Die FDP fordert in ihrem Antrag auch, dass sich Deutschland und Frankreich bei den Handelsverträgen dafür einsetzen sollen, dass der Abbau von Handelshemmnissen im Mittelpunkt steht. Da kann ich Ihnen nur sagen: Für uns Grüne stehen die Bürgerinnen und Bürger im Mittelpunkt und nicht die Handelshemmnisse.

(Beifall beim BÜNDNIS 90/DIE GRÜNEN – Dr. Marco Buschmann [FDP]: Die profitieren am Ende ja!)

Das bedeutet dann auch Umweltstandards, Verbraucherschutzstandards, Standards bei der Daseinsvorsorge. Das steht für uns im Mittelpunkt.

Aber die größte Schwäche des Antrags ist, dass er kein Wort über die Euro-Zone verliert. Dabei ist das einer der wichtigsten Bereiche, bei dem Deutschland und Frankreich vorangehen müssen. Hier geht es, Herr Hampel, nicht darum, sich gegenseitig in die Tasche zu greifen – wo ist eigentlich Herr Hampel? ist egal –, sondern es geht darum, dass wir gemeinsam in unsere gemeinsame Zukunft investieren. Das steht auf der Tagesordnung und ist auch dringend notwendig, meine Damen und Herren.

(Beifall beim BÜNDNIS 90/DIE GRÜNEN sowie des Abg. Axel Schäfer [Bochum] [SPD])

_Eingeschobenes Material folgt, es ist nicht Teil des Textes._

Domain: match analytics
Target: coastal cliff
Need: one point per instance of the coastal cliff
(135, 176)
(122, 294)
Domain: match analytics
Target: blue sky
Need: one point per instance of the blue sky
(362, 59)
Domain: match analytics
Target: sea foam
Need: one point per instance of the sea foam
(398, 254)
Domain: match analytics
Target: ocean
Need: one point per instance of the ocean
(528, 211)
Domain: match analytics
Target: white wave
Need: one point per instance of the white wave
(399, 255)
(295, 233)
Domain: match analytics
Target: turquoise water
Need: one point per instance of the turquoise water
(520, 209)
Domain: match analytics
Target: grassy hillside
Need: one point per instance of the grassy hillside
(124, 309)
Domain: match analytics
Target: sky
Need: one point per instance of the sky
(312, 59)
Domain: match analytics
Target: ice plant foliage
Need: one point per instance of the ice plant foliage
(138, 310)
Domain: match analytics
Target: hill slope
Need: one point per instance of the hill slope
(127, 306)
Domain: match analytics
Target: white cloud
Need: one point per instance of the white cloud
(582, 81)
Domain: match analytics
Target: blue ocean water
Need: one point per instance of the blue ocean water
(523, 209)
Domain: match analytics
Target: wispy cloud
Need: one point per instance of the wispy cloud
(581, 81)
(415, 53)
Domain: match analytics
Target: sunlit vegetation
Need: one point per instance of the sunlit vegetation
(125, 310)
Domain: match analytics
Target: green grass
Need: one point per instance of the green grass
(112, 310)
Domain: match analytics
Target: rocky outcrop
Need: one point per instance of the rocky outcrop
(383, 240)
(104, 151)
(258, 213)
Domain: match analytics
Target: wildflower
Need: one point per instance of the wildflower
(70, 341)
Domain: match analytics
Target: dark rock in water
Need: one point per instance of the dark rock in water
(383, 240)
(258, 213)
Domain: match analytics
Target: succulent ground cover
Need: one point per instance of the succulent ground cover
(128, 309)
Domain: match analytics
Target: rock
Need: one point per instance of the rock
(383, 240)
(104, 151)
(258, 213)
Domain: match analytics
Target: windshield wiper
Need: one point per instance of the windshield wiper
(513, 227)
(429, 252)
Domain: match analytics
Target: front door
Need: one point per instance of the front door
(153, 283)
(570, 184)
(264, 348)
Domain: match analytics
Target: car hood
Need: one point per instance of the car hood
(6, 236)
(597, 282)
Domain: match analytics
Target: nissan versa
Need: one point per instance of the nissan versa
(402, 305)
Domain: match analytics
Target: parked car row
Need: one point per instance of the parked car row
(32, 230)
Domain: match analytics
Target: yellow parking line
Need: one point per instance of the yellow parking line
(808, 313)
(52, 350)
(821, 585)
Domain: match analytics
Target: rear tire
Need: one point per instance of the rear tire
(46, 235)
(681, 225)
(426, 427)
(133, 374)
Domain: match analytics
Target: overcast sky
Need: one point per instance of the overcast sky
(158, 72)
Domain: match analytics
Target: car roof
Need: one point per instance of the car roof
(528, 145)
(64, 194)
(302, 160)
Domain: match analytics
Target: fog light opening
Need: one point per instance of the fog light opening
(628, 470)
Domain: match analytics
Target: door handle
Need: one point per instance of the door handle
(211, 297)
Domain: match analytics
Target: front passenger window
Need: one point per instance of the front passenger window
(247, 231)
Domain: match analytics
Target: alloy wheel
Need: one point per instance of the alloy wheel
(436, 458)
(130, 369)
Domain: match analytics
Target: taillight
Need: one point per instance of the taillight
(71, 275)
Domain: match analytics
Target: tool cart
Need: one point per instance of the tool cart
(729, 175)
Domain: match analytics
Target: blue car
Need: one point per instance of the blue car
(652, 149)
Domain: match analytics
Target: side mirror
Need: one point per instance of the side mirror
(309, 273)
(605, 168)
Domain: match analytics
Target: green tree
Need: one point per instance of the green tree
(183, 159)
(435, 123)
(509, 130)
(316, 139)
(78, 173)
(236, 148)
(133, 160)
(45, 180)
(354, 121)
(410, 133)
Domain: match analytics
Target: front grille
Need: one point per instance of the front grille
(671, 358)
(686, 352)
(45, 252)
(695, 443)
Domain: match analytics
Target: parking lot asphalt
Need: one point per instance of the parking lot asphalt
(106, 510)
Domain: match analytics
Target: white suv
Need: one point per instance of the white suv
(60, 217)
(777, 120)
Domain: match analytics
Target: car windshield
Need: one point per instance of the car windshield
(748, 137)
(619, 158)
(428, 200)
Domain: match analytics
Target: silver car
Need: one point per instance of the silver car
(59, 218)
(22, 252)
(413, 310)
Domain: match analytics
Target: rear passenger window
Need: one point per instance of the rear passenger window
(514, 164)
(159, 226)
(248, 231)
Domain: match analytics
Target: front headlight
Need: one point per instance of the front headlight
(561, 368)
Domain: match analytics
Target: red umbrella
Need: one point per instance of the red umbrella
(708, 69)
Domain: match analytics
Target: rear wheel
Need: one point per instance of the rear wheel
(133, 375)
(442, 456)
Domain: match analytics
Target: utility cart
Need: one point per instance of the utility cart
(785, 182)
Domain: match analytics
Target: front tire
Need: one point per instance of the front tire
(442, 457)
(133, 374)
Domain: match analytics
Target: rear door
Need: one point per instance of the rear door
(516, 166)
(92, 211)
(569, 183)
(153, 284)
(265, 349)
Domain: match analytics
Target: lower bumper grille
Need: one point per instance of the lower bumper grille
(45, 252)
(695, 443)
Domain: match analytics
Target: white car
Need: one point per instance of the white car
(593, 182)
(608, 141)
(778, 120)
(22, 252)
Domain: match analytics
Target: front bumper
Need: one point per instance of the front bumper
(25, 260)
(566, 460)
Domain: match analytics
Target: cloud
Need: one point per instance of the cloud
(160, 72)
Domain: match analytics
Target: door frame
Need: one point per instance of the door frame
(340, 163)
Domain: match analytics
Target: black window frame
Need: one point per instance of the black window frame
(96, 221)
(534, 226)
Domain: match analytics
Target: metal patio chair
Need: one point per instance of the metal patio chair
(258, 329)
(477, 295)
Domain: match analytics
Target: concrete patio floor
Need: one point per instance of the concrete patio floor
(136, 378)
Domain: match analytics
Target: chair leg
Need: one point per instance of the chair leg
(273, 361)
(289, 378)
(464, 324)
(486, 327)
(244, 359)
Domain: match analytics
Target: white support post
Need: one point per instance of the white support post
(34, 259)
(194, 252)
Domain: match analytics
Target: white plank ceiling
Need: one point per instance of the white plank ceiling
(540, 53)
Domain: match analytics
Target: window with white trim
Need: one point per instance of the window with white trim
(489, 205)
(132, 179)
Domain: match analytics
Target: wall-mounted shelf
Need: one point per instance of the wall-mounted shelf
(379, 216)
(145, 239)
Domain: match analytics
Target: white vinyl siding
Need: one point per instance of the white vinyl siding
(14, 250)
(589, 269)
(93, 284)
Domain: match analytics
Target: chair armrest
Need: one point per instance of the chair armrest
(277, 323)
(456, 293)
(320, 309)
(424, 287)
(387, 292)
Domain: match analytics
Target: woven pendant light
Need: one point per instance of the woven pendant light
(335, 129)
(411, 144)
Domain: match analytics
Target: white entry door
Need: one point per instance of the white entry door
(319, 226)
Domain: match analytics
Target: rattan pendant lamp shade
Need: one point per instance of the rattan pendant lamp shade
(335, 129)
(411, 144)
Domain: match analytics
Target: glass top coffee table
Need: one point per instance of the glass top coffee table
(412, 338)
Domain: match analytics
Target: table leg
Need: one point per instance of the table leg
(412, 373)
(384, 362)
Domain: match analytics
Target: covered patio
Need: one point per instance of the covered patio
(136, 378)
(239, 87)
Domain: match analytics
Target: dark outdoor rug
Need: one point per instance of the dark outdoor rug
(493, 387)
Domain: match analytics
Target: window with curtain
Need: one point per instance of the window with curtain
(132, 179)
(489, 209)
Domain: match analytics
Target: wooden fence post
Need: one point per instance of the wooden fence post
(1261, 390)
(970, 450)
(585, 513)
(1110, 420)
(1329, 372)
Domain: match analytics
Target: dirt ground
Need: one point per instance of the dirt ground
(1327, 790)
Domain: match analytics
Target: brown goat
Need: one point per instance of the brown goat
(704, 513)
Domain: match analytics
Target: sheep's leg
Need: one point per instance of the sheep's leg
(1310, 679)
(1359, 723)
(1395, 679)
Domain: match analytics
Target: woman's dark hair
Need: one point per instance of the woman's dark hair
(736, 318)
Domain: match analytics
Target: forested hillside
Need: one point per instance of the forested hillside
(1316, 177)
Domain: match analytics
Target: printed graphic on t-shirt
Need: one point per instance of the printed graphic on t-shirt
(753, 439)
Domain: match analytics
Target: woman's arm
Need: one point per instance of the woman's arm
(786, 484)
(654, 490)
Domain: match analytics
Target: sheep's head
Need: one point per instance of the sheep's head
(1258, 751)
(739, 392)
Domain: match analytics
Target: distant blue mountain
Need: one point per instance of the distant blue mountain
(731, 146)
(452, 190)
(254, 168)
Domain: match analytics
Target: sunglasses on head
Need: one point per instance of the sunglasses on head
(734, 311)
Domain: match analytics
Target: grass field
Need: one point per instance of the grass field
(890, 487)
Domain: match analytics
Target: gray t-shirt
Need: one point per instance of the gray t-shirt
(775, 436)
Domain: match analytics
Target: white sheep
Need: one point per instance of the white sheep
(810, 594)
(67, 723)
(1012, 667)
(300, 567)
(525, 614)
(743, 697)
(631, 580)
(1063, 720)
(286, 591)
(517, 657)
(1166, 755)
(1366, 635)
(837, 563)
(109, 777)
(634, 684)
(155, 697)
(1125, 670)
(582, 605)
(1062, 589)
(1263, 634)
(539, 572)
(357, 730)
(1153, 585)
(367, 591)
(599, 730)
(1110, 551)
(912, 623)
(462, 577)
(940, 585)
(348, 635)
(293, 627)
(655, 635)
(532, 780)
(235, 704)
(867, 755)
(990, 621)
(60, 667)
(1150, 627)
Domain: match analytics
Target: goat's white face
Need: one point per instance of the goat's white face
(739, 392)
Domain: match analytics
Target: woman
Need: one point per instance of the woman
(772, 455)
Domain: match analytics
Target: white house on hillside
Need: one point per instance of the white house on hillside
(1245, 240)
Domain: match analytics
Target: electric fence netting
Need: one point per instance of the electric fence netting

Es bringt nichts, liebe Kolleginnen und Kollegen von CDU, CSU und SPD, von der Großen Koalition, wenn Sie hier immer wieder die Prinzipien erwähnen, um die es richtigerweise geht – Herr Hardt, Sie haben es sehr schön ausgedrückt –, aber in der Realität die Politik dem nicht entspricht. Ich kann nur sagen, dass es okay ist, wenn man nicht alle Vorschläge von Herrn Macron sofort akzeptiert; man kann auch Nein sagen.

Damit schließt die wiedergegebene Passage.